In his memory, the Lady Colyton (Barbara Estella Barb), Mr. Addams’ ex-wife, endowed the Charles Addams Memorial Prize, which awards $10,000 annually to a graduating MFA student for the promise of outstanding talent and achievement as an artist. 

caption: Charles Addams Fine Arts Hall is located at 200 South 36th Street, overlooking Walnut Street. It was originally planned to be located in the former Asbury Methodist Church, where renovations were nearly complete, but it burned down before the planned opening (Almanac March 18, 1997). Photograph by Marguerite F. Miller.

In 1995, Lady Colyton announced a gift to create the Charles Addams Fine Arts Hall as a space for the fine arts community at the University. Penn President Emerita Judith Rodin described the gift as a “tribute to the artist whose Gothic characters played out their dramas to the endless delight of us all.” Donations for the building also came from 1970 graduates Fern Karesh Hurst and Barbara and Harvey Kroiz, among others (Almanac April 3, 2001). The state-of-the-art building opened in 2001 with an exhibition that included several of Charles Addams’ original New Yorker cartoons given to Penn. Linking the campus to the building are The Kelly Family Gates—bronze gates with sculptural hands designed by Mark Lueders, MFA’93, who won a juried competition and was inspired by Mr. Addams’ “Thing” character. The hands were molded from Penn fine arts students, staff and faculty (Almanac May 13, 2003).

caption: The silhouette was designed by Lindsay Falck, landscape architecture lecturer. Photograph by Marguerite F. Miller.

The reappearance of Mr. Addams’ work on the big screen honors the prominence of his artistic career. Decades after his conception of the Addams Family, Mr. Addams continues to please audiences with his macabre creations. His art never ceases to inspire new works in the world of entertainment.

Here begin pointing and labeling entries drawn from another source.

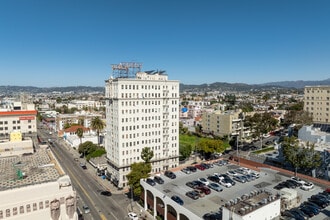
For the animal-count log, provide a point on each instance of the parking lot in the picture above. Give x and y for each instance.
(211, 203)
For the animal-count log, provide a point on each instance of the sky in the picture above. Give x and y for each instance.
(48, 43)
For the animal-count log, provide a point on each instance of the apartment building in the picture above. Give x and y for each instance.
(142, 110)
(16, 116)
(317, 102)
(222, 123)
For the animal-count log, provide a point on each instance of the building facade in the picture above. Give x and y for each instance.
(18, 120)
(141, 111)
(221, 123)
(317, 102)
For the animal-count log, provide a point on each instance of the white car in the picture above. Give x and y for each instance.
(307, 186)
(204, 180)
(133, 216)
(298, 180)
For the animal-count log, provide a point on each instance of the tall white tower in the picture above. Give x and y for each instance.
(142, 110)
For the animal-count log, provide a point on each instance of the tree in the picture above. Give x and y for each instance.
(139, 171)
(304, 158)
(185, 151)
(80, 134)
(260, 123)
(98, 125)
(87, 148)
(147, 154)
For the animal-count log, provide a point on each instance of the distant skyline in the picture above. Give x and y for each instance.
(73, 43)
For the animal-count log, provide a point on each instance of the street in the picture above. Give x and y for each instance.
(87, 186)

Mr. Addams was a distant relation (despite the spelling difference of their last names) to presidents John Adams and John Quincy Adams and a cousin of social reformer Jane Addams. John Adams of Massachusetts and Benjamin Franklin of Pennsylvania crossed paths during the early days of the republic. The first time they met was at the First Continental Congress at Philadelphia in 1774. Both were supporters of independence and they worked together in Paris to obtain French support for the American cause. 

 caption: This illustration of The Addams Family in front of College Hall, including his famous characters (from left to right) Pugsley, Uncle Fester, Morticia, Gomez, Wednesday, Lurch and Grandmama, was specifically designed for the March 1973 issue of The Pennsylvania Gazette.